As reported by Rebecca Ballhous in a WSJ story headlined “Sex, Booze, and Bank Regulation,” FDIC employees have for years engaged in practices that contributed to “a sexualized boys’ club environment.” These actions, both alleged and proven, ranged from a male supervisor having an employees’ outing at a strip club (a fact the supervisor in question confirmed to the Journal was true) to senior male bank examiners allegedly sending lewd photos to unconsenting female colleagues.
Scores of former and current female FDIC employees told the Journal they were unfairly denied opportunities because of sexism in this toxic culture. A follow-up article by Ballhous detailed similar allegations of discrimination and harassment of black FDIC employees.
It’s not a stretch to imagine that this toxic behavior from FDIC employees toward their colleagues could manifest itself in abuses directed toward the personnel at the banks under their supervision. An FDIC examiner who is disrespectful of his minority and female coworkers could show conscious or unconscious bias toward the significant number of female and minority executives at all sizes of banks.
Yet the RECOUP Act would give such FDIC examiners the power to remove these executives, and the individuals and institutions affected would have little recourse against these decisions. Bank officials penalized under the RECOUP Act will not have much ground to challenge the FDIC decisions, no matter how flimsy the agency’s reasoning. As the Davis Polk analysis explains, “It is important to keep in mind that there is no judicial review of these determinations until after years of proceedings before an administrative law judge.”
Those concerned about the FDIC’s past targeting of various legal industries in “Operation Choke Point” during the Obama administration should also be alarmed about potential abuses enabled by the RECOUP Act. For instance, a recent guidance document the FDIC issued in conjunction with other bank regulators warning of the supposed risks to banks of dealing with the fossil fuel industries have been read by observers as not-so-subtle pressure on banks to sever relationships with companies and individuals in those sectors. Americans for Tax Reform’s Bryan Bashur has postulated that under the RECOUP Act, executives of banks that lend to oil and gas producers could be subject to the bill’s removal provisions for “fail[ing] to appropriately implement or oversee, for example, ‘climate risk’ reporting or controls.”
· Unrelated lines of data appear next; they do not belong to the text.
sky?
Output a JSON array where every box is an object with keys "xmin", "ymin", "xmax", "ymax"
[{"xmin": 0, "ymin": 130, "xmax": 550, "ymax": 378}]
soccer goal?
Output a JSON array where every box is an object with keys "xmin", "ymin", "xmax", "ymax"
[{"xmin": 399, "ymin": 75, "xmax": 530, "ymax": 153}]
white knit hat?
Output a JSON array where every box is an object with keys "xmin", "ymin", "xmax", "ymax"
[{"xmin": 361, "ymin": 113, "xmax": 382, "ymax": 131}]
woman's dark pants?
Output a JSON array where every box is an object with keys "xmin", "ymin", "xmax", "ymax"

The RECOUP Act will not make the banking system safer. It will instead entrench the power of the FDIC responsible for the toxic workplace culture and could enable politically motivated abuses. Congress should scrap the legislation and pursue true reform that creates more accountability for America’s banks and those regulators that oversee them.
John Berlau is director of finance policy at the Competitive Enterprise Institute and author of “George Washington, Entrepreneur.” Ari Patinkin is a former research associate at CEI.